April 20, 2026 @ 3:28 pm
C’mon, it was a funny line, especially amid all the Gram hagiography.
Funny also because it seems that half of the Byrds’ fans shared Jilmbo’s sentiment.
April 20, 2026 @ 7:16 pm
Hey Luckyoldsun,
You win the prize! I believe that you are the first person on this thread to use the word hagiography.
April 20, 2026 @ 5:08 pm
White/Hillman/Parsons Byrds are the only Byrds
April 21, 2026 @ 4:29 am
Do you mean Gram or Gene? and no Roger?
April 21, 2026 @ 10:12 am
G.Parsons/White/Hillman/McGuinn Byrds are the only Byrds
April 20, 2026 @ 10:26 am
Fascinating article! Never knew there was a connection between Gram and Merle. I’ll have to get the book. So Merle didn’t like the long hair rock bands. That being the case is there any documentation about his reaction to The Dead recording Mama Tried?
April 20, 2026 @ 10:34 am
Great story, that album would have probably changed history
April 20, 2026 @ 12:54 pm
Thanks for this….a friendship I would never have imagined! So cool that Merle respected Gram’s talent. One quibble with this story: You say a couple of times that Gram pushed the Rolling Stones in a country direction. I think it’s more accurate to say Gram pushed Keith Richards in a country direction, and Keith pushed the Stones that way. As is well known, Mick was terribly jealous of Gram, and hated Gram’s influence on Keith’s bad habits (the influence was mutual, of course). And Mick never really did “get” country, imo. His attempts to sing country always fell flat for me.
April 21, 2026 @ 4:55 am
Mick is GREAT on Peter Wolf’s tune “Nothing But the Wheel.”
April 24, 2026 @ 7:33 pm
100%. Great song.
April 20, 2026 @ 1:18 pm
Keith Richards stated that ” no Gram Parsons, no Waylon Jennings.” Not saying I agree.
April 20, 2026 @ 3:07 pm
Great read, Trigger. Thank you. Such interesting times and collisions/collaboration/music scenes back then…love learning about all this…and love the Gram writings lately.
April 20, 2026 @ 9:37 pm
Wasn’t this a proposed project for A&M Records?
April 20, 2026 @ 10:23 pm
Yes, I believe A&M was the label involved.
April 20, 2026 @ 10:19 pm
Dunno, but I wouldn’t be surprised if Merle’s reaction to the Dead recording “Mama Tried” was similar to Jumping Bill Carlisle’s reaction to them doing his hymn “Gone Home.” (As recounted here:)

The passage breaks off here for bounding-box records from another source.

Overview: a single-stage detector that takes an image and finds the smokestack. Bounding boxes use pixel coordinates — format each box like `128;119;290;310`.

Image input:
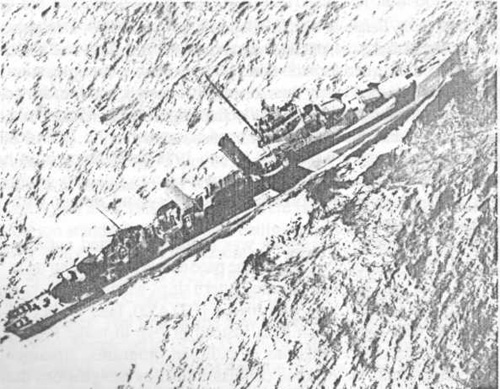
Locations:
219;134;261;176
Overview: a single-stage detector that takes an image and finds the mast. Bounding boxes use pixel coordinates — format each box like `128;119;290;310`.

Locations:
95;207;122;230
205;74;262;139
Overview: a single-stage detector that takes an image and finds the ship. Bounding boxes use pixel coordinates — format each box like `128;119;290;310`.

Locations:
4;50;460;339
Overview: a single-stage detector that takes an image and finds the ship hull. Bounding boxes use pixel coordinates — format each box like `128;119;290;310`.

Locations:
6;49;458;339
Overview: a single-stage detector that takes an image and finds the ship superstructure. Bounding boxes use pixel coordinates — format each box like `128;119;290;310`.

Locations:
5;48;459;339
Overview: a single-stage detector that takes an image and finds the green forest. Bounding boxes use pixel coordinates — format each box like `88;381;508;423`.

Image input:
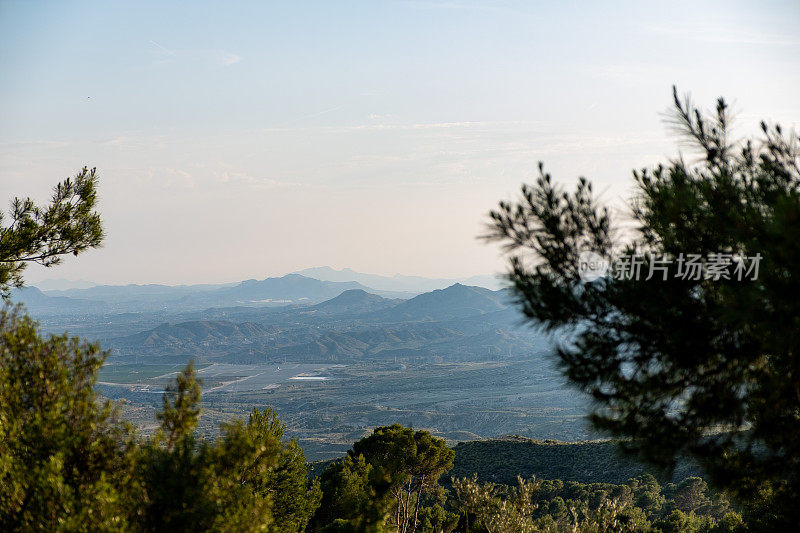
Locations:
0;90;800;533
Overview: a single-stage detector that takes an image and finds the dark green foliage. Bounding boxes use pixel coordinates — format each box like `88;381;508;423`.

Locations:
0;308;134;531
451;437;700;484
350;424;454;533
312;454;391;533
0;310;320;533
490;88;800;524
0;167;103;297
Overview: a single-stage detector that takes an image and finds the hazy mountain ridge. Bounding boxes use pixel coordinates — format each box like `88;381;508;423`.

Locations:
111;276;539;363
295;266;507;294
20;274;406;314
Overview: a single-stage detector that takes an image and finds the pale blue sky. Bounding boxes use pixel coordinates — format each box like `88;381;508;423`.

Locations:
0;0;800;283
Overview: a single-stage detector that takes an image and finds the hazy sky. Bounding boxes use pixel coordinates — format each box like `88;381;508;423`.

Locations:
0;0;800;283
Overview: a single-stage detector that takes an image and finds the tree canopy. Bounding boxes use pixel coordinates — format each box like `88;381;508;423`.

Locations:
487;87;800;524
0;167;104;298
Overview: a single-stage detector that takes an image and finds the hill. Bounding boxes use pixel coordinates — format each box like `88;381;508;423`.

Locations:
295;266;504;294
310;289;397;315
371;283;508;322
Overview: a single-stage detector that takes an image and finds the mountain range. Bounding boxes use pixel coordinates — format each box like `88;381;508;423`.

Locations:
110;278;541;363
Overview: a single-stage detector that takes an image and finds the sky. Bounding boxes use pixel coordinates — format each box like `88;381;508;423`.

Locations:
0;0;800;284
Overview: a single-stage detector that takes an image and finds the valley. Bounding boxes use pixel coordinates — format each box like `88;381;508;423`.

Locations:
14;274;597;460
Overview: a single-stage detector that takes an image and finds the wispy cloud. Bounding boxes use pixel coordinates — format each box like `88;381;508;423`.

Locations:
219;51;242;67
150;40;243;67
649;26;800;46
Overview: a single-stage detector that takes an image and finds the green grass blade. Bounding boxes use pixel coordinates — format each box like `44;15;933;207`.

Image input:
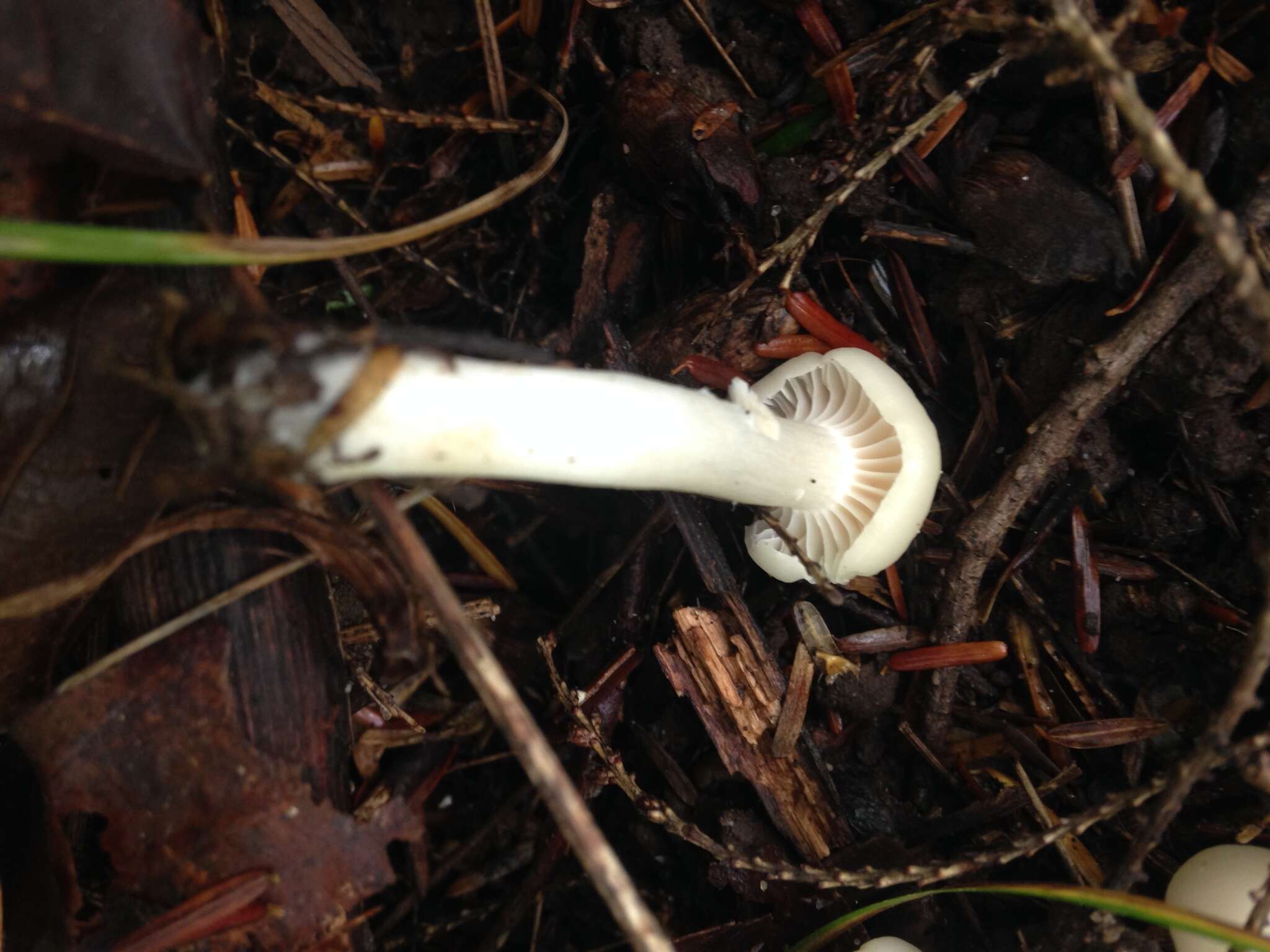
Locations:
789;882;1270;952
0;218;254;264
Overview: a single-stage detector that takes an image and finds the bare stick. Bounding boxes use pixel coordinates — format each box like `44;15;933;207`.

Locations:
1109;561;1270;890
923;184;1270;750
1050;0;1270;325
1093;80;1147;268
354;482;674;952
728;53;1013;303
683;0;758;99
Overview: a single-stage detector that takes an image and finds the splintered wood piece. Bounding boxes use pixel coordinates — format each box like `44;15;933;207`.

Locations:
653;608;848;859
772;641;815;757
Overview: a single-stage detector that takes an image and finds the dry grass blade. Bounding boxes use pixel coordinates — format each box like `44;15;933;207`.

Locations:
1015;760;1106;886
268;0;383;93
1037;717;1168;750
0;86;569;265
423;496;515;591
475;0;508;120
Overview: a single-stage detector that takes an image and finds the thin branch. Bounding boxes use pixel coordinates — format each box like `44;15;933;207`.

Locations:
354;482;673;952
683;0;758;99
1109;550;1270;890
726;53;1013;303
923;184;1270;750
1093;80;1147;268
538;635;1270;889
1050;0;1270;325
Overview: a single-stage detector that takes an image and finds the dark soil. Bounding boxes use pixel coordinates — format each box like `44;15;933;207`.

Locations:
0;0;1270;952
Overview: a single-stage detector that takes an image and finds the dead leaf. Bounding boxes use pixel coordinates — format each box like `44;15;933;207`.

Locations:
0;276;194;723
0;0;213;178
12;622;422;951
269;0;383;93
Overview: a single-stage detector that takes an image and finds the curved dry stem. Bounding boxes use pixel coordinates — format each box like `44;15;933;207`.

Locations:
0;86;569;265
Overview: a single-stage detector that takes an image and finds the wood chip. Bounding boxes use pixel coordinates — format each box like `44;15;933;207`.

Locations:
653;608;850;859
268;0;383;93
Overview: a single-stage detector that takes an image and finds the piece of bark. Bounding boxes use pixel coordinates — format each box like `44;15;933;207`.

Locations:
653;608;848;861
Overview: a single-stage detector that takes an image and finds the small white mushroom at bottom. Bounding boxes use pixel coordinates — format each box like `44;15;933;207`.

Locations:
856;935;922;952
1165;843;1270;952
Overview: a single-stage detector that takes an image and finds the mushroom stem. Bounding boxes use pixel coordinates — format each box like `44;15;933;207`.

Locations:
302;353;845;509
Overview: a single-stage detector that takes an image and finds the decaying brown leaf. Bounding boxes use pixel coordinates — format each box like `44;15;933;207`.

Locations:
0;0;215;178
12;624;422;950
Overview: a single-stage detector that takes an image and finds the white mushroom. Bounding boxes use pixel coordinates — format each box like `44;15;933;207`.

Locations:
856;935;922;952
1165;843;1270;952
262;349;940;584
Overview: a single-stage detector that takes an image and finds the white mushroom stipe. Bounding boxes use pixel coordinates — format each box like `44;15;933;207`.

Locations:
292;349;940;584
1165;844;1270;952
856;935;922;952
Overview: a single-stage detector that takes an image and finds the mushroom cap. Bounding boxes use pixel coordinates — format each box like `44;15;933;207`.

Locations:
1165;843;1270;952
856;935;922;952
745;348;941;585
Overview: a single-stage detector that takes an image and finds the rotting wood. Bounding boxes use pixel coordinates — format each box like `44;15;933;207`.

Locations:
772;641;815;758
922;184;1270;750
653;608;848;859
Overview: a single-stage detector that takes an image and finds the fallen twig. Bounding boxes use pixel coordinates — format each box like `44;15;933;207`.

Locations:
354;482;673;952
726;53;1013;303
1050;0;1270;325
923;177;1270;750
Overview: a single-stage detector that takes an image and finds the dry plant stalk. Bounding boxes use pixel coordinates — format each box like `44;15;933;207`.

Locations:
355;482;674;952
1050;0;1270;325
548;636;1270;889
728;54;1013;303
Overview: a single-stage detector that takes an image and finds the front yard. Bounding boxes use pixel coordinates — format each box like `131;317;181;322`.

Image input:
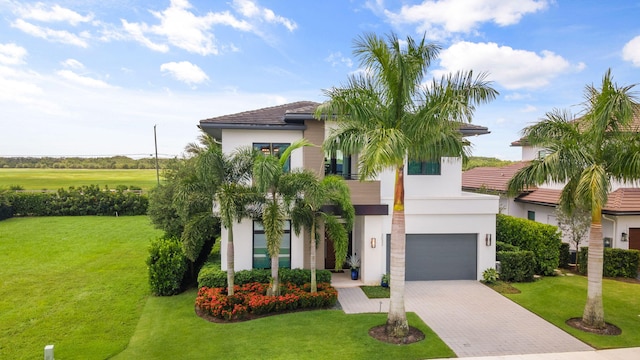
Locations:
505;275;640;349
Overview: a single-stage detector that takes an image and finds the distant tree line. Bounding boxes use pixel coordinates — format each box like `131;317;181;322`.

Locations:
0;156;172;169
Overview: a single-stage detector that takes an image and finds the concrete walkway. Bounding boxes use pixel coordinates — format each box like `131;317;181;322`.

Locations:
336;281;596;359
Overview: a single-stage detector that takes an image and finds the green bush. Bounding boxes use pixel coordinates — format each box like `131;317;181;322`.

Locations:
496;214;561;275
496;241;520;252
558;243;571;269
198;263;331;288
147;238;187;296
6;185;149;216
498;250;535;282
578;246;640;279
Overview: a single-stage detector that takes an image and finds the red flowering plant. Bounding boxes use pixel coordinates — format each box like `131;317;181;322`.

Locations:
196;283;338;321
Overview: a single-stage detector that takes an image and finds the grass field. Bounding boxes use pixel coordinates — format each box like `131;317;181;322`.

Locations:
0;169;158;191
0;216;161;359
505;276;640;349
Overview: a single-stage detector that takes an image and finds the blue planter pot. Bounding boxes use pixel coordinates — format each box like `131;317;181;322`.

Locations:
351;269;360;280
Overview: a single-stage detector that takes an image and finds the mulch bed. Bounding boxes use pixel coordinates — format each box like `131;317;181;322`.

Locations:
369;325;425;345
565;318;622;335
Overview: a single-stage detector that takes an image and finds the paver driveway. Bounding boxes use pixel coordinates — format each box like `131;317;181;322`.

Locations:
338;280;593;357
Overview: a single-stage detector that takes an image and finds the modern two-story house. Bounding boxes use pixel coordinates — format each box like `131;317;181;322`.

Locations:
199;101;498;284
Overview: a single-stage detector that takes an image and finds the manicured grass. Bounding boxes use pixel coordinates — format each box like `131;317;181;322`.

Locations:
505;276;640;349
114;290;455;359
0;169;158;191
360;286;391;299
0;216;161;359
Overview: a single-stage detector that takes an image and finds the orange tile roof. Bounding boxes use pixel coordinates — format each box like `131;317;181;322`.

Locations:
462;161;529;192
515;188;640;215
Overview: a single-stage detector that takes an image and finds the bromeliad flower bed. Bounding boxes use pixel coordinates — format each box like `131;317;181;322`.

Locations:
196;283;338;321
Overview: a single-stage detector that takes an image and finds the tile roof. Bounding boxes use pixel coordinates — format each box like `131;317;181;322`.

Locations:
516;188;640;215
462;161;529;192
200;101;320;125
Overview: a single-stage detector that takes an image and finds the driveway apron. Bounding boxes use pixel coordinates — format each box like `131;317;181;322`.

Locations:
338;281;593;357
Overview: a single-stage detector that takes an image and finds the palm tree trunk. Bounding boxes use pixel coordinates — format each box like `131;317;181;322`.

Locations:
386;166;409;338
582;217;605;329
309;220;318;294
267;254;280;296
227;226;235;295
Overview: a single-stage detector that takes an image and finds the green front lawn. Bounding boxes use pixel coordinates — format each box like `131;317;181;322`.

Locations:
505;275;640;349
114;290;455;359
0;216;161;359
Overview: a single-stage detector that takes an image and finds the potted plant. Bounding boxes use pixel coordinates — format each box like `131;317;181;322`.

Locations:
380;274;390;287
347;254;360;280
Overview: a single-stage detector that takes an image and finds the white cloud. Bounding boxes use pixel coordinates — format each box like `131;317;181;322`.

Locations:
60;59;84;69
17;2;93;26
56;70;113;89
434;41;581;89
622;35;640;67
160;61;209;85
11;19;89;48
0;43;27;65
233;0;298;31
382;0;548;39
324;51;353;67
520;104;538;112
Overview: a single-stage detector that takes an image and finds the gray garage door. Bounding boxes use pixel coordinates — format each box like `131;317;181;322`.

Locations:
387;234;478;281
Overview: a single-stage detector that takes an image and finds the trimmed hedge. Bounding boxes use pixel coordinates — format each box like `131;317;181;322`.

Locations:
147;239;187;296
497;250;536;282
198;263;331;288
558;243;571;269
5;185;149;216
496;214;561;275
578;246;640;279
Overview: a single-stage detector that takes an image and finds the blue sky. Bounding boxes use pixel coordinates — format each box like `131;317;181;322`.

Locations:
0;0;640;160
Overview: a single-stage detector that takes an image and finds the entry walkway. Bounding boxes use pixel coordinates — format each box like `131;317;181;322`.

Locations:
338;281;596;359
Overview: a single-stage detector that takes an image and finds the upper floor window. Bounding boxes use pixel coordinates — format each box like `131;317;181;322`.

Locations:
324;151;357;179
253;143;291;172
407;161;440;175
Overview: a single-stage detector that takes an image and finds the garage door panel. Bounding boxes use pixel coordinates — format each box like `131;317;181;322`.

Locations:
387;234;477;281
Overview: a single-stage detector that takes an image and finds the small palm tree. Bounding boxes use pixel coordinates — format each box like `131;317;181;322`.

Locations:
508;70;640;328
253;139;310;295
316;34;497;337
197;147;260;295
289;170;355;293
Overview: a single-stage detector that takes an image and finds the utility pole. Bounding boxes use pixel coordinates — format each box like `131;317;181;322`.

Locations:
153;124;160;185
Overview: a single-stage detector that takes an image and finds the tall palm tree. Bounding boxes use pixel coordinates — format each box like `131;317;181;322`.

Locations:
197;147;260;295
253;139;310;295
289;170;355;293
316;34;497;337
508;69;640;328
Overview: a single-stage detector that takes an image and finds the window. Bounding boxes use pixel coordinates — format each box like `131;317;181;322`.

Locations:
324;150;357;180
527;210;536;221
407;160;440;175
253;143;291;172
253;221;291;269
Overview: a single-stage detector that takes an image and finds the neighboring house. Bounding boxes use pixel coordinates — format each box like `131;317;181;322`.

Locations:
199;101;498;284
462;115;640;250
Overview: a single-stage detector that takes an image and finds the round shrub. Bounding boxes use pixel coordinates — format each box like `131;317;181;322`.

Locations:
147;238;187;296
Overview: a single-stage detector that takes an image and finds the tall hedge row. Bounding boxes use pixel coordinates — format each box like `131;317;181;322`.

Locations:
496;214;561;275
578;246;640;279
3;185;149;216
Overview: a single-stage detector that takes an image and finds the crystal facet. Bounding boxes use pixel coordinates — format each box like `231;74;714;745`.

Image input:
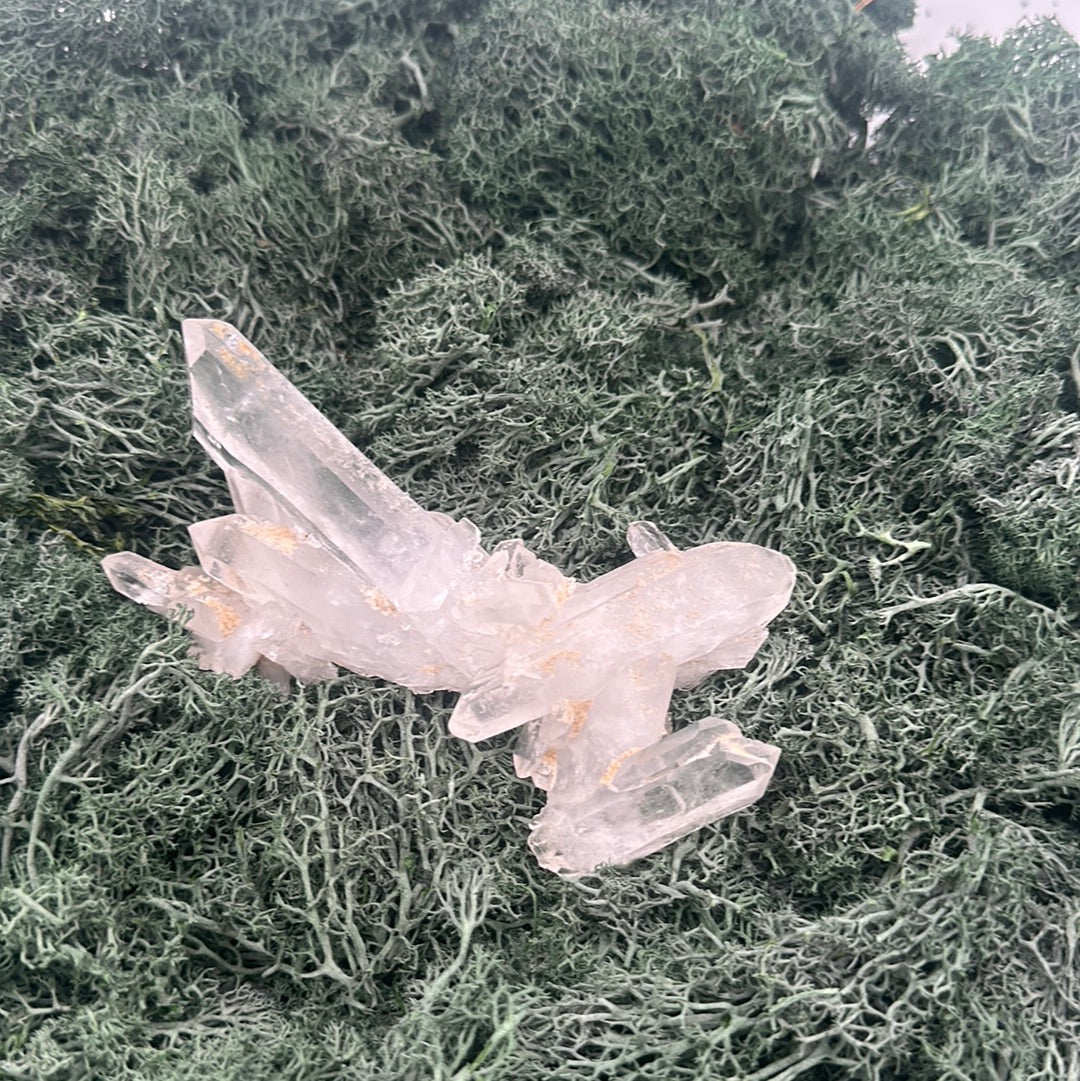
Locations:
104;319;795;875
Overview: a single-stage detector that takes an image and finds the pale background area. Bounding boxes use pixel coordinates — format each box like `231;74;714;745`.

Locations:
901;0;1080;58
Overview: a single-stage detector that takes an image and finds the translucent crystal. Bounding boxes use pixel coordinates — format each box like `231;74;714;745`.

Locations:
104;319;795;873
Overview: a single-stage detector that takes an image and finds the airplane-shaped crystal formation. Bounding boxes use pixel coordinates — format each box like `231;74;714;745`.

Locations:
104;319;795;875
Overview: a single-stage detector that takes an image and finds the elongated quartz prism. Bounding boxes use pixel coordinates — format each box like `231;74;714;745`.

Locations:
104;319;795;875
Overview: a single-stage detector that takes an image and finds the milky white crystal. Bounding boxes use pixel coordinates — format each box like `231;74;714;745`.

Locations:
104;319;795;875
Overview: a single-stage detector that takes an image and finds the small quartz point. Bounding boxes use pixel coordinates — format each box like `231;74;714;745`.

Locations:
104;319;795;875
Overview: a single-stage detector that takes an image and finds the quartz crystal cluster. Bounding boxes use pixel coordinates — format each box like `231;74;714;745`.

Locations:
104;319;795;875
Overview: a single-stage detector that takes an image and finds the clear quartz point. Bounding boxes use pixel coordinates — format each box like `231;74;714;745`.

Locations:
104;319;795;875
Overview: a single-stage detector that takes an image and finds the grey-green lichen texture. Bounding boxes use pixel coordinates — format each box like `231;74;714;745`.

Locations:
0;0;1080;1081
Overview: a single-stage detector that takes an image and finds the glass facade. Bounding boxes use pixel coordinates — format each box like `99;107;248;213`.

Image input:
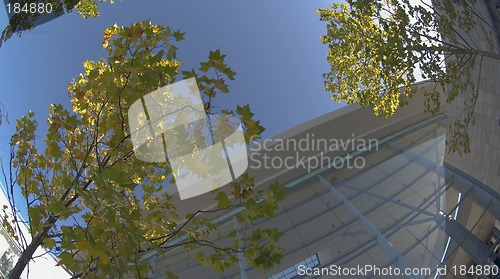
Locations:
152;116;500;278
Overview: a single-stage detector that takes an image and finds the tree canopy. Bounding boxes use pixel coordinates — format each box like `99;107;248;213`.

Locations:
318;0;500;153
0;0;114;47
2;21;283;278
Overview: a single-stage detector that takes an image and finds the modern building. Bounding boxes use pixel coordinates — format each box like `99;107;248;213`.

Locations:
145;1;500;279
142;79;500;279
0;187;70;279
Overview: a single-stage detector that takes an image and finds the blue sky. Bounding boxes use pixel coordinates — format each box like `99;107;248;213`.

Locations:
0;0;341;153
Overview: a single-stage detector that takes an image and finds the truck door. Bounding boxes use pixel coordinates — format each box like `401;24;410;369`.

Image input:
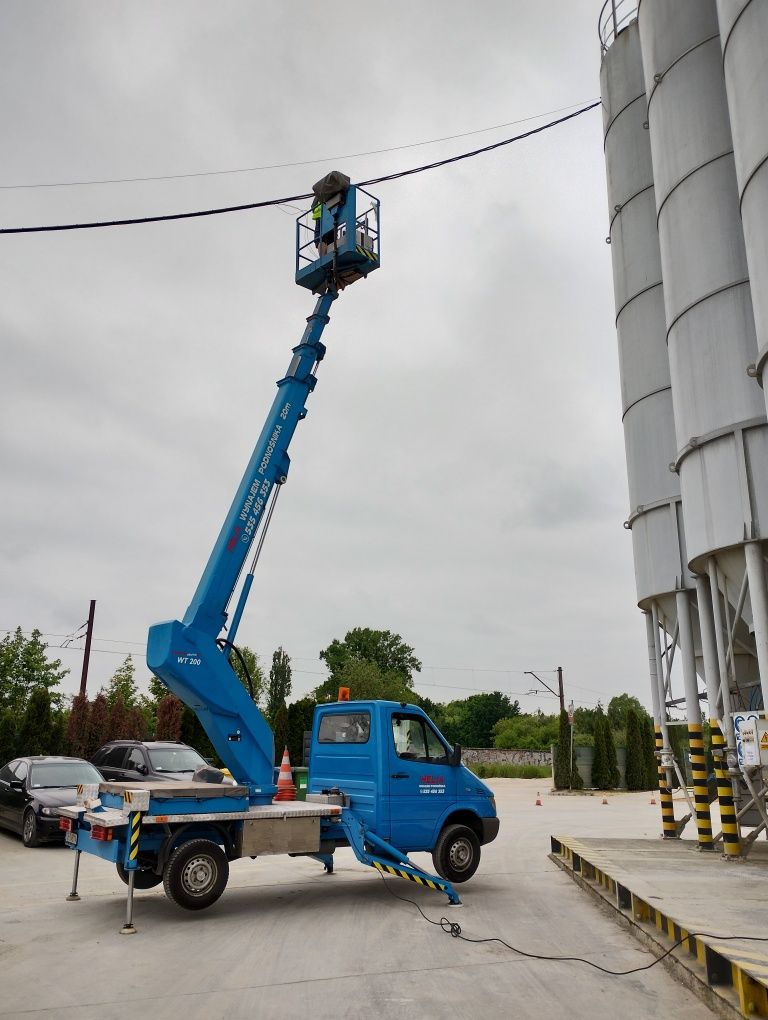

https://www.youtube.com/watch?v=6V0anguFR0k
April 21, 2026 @ 2:54 am
Well, there’s no telling what may surface in the vast vault of Haggard’s unreleased recordings…
April 21, 2026 @ 6:32 am
Hag was also friends with Guy Terrifico!
April 21, 2026 @ 5:12 pm
The Life and Hard Times of Guy Terrifico is an excellent movie. And the soundtrack is even better. I almost sent Trigger an email about it a few months ago when I searched this site and found zero about it. The songs are astoundingly good. What an achievement for Matt Murphy, along with director Michael Mabott, writing fantastic songs for a fictional character, with the songs so good that they easily transcend the reason they exist.
April 22, 2026 @ 5:19 am
Totally agree – criminally underrated! The Life and Hard Times of Guy Terrifico is……..TERRIFIC!
April 21, 2026 @ 7:32 am
Very interesting read. It would have been very cool if they had pulled it off.
April 22, 2026 @ 12:19 pm
Let’s be real. Anyone who measures Gram’s country impact at zero is just being a pig-headed jackass and ignoring reality. Gram should absolutely be in the country hall of fame. The man earned his status as and is indeed a country legend. The idea that you have to have been raised country or in a rural area to be a country musician is just asinine.
April 23, 2026 @ 6:29 pm
Hardly any actual country music artists have covered Gram Parsons songs. So no, he has very little country impact.
His legend is largely indulged in among indie rock bands, who most certainly vicariously idolize their overdosed junkies.
April 23, 2026 @ 7:58 pm
There’s actually a considerable “middle ground” between “Gram’s country impact is zero” and “Gram should absolutely be in the country hall of fame.”
May 8, 2026 @ 7:57 pm
Parsons was a big influence on country music in Australia. Slim Dusty and Bill Chambers covered several of his songs, and Slim recorded Emmylou Harris’s “In my Hour of Darkness”. Several of Parson’s songs have been recorded by other musicians in Australia.